Probably more complex that most people do things! But I never feel that I've wasted space or misallocated it, since space is only added to a filesystem when the need arises. Most of my disk remains unallocated.
I strongly suggest having a /home partition. This way, if your distro "breaks" or something, you can easily reinstall it without messing up your /home directory. Trust me, this has saved me more times than I can count on one hand.
I don't see the point of a /boot partition really. Personal preference I guess. But as mentioned, You shouldn't make it so big.
Here is my current setup of a 200 gb drive.
swap - 1 gb (i always put 1 gb for swap no matter how much ram I have - even though I haven't used swap in over a year now because i have 1 gb of ram)

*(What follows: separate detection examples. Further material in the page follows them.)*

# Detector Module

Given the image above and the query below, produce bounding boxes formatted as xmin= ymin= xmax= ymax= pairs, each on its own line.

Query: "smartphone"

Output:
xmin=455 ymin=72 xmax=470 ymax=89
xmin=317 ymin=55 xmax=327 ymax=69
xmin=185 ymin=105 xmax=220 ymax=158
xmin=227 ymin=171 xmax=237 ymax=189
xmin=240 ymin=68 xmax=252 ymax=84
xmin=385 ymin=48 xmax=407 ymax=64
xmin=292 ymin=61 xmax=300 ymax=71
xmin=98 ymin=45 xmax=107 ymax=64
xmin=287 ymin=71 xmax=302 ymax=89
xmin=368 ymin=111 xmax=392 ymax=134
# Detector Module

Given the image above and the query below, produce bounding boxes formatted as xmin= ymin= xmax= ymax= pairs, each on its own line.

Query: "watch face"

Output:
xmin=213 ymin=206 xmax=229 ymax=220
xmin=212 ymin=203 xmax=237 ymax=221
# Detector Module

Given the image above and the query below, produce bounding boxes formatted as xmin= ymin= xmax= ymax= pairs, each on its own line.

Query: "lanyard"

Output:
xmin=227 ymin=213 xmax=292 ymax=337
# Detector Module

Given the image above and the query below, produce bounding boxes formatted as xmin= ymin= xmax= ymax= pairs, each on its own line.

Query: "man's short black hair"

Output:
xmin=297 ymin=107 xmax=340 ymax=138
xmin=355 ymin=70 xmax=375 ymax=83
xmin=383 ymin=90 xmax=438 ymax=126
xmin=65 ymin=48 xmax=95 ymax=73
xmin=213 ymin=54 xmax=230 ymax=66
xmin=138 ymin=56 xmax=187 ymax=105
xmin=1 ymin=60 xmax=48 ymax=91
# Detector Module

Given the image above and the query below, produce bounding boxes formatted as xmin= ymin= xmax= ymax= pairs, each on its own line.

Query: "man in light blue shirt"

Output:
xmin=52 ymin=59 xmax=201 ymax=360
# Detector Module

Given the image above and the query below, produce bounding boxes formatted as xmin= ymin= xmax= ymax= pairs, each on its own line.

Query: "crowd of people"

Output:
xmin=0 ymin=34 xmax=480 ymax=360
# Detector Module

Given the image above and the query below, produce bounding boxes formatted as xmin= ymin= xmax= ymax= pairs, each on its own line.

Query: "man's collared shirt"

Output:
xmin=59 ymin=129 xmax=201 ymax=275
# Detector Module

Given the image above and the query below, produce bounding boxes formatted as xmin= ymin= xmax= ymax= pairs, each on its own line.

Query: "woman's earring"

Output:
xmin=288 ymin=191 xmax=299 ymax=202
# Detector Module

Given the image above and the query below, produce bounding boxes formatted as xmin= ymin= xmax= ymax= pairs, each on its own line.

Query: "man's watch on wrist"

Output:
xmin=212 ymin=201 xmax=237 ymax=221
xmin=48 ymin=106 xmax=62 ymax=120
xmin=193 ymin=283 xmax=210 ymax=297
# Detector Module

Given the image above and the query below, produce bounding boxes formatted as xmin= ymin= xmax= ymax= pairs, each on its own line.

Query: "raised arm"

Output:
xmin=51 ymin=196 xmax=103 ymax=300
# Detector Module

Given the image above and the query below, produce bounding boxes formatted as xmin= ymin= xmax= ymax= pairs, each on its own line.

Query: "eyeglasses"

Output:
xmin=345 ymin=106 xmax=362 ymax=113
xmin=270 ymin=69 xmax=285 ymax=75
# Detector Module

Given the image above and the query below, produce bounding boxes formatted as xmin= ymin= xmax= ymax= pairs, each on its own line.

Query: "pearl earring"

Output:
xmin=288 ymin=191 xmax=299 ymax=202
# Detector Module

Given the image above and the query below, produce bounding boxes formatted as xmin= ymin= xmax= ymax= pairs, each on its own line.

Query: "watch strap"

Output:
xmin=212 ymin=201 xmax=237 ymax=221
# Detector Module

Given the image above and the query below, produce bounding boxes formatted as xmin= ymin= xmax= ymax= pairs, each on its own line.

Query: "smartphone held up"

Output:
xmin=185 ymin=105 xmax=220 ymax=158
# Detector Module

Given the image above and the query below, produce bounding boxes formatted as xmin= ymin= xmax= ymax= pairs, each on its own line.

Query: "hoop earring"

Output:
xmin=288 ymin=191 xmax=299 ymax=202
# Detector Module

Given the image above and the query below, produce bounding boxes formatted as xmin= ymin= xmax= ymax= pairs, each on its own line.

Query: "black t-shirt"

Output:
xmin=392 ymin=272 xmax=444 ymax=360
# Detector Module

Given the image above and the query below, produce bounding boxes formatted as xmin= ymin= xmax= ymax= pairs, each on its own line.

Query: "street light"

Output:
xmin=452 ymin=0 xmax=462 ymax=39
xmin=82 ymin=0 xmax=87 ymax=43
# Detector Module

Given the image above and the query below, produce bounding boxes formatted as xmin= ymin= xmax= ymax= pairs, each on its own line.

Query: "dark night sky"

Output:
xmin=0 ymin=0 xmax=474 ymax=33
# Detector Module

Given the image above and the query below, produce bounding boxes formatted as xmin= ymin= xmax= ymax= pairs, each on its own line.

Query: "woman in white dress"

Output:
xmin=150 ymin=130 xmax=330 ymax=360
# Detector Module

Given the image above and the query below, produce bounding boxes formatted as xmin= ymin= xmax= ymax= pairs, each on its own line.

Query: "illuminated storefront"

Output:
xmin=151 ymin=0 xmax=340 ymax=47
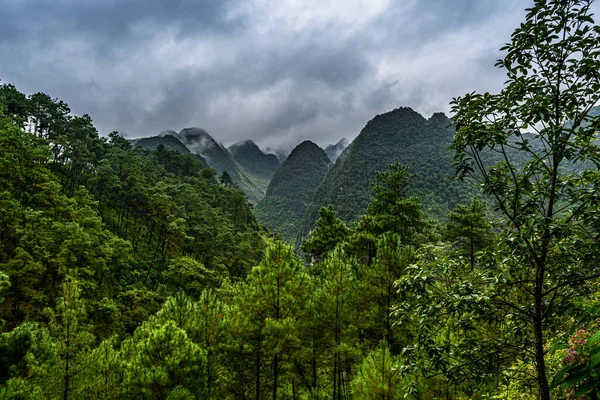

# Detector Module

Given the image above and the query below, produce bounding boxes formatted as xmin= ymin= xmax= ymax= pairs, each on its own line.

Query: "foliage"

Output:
xmin=452 ymin=0 xmax=600 ymax=399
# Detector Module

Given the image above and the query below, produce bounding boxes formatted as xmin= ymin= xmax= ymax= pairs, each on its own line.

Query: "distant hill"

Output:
xmin=301 ymin=108 xmax=474 ymax=235
xmin=132 ymin=132 xmax=208 ymax=167
xmin=254 ymin=141 xmax=331 ymax=240
xmin=160 ymin=128 xmax=269 ymax=203
xmin=325 ymin=138 xmax=350 ymax=162
xmin=227 ymin=140 xmax=281 ymax=180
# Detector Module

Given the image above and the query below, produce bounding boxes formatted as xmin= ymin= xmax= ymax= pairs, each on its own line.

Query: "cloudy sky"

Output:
xmin=0 ymin=0 xmax=556 ymax=147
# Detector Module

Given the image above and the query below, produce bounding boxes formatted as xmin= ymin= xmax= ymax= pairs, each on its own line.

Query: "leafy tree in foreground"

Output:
xmin=445 ymin=197 xmax=493 ymax=268
xmin=302 ymin=204 xmax=350 ymax=262
xmin=451 ymin=0 xmax=600 ymax=400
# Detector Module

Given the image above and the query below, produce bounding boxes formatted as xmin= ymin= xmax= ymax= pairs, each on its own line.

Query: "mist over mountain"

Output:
xmin=132 ymin=132 xmax=208 ymax=167
xmin=301 ymin=107 xmax=472 ymax=234
xmin=227 ymin=140 xmax=281 ymax=179
xmin=159 ymin=127 xmax=269 ymax=203
xmin=325 ymin=138 xmax=350 ymax=162
xmin=254 ymin=140 xmax=331 ymax=240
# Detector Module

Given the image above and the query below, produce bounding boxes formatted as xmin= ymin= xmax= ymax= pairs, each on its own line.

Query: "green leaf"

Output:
xmin=588 ymin=331 xmax=600 ymax=348
xmin=551 ymin=365 xmax=573 ymax=387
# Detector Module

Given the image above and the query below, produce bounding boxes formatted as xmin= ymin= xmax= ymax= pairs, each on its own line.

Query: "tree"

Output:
xmin=352 ymin=340 xmax=406 ymax=400
xmin=367 ymin=162 xmax=426 ymax=244
xmin=445 ymin=197 xmax=492 ymax=268
xmin=451 ymin=0 xmax=600 ymax=400
xmin=236 ymin=241 xmax=311 ymax=400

/home - 100 gb - all my config crap and doc/image files and music etc etc that I hope I never loose
/mirror - 30 gb - my local repository containing entire sarge 3.1 r0a distro
/(root) - rest of drive
I still consider myself when it come to this type of thing, but I'd say I have pretty decent partitions. My setup may look kinda dull, but I have other things mounted that aren't physically on that computer. I have a few servers running debian and I use NFS to mount my servers' partitions.
as mentioned before, you probably don't need a separate /boot partition.
I'd use a separate /home partition though. so you can install another distro without losing your personal files.
this is the setup I use at the moment on my teeny-weeny 20 GB disk:
swap: 512 MB
root: 5.5 GB
home: 14 GB
If I had 300 GB, I'd leave most of it unpartitioned. you can always add a new partition later if you need more space but resizing/reformatting an existing partition can be tricky.
Originally posted by stimpsonjcat
If I had 300 GB, I'd leave most of it unpartitioned. you can always add a new partition later if you need more space but resizing/reformatting an existing partition can be tricky.
As a quick note, if you do this, but don't want to have multiple partitions with your data bridging them or anything, then one thing you can do is format the data drive that you expect with be expanding later (or all of your partitions) with the XFS filesystem. This filesystem has tools with which you can grow the filesystem if need be.
With 300GB you've got a bit of "disposeable" space that isn't a serious issue to lose; that said you can end up with partitions that are too big or small for what you really need. In a case like this it is much better to split the directories within root up so that problems with one won't hurt the others. I was somewhat excessive with my space allocation, which is part of why all the use% values are so low. haertig has the right idea with using LVM, if you're up to it.
Also, if you've got a second drive in the computer for archives or some such, you can put the swap space on it and the swap will run slightly faster because the head of the 2nd disk can stay over the swap area most of the time. Trouble occurs if you have to take away that second drive; the computer will hiss at you. So you can make more than one swap space (i think the max is 8 swaps with a 2.4||2.6 kernel, i have 2 that are each 512MB) and give the swap space off of the primary disk a higher priority.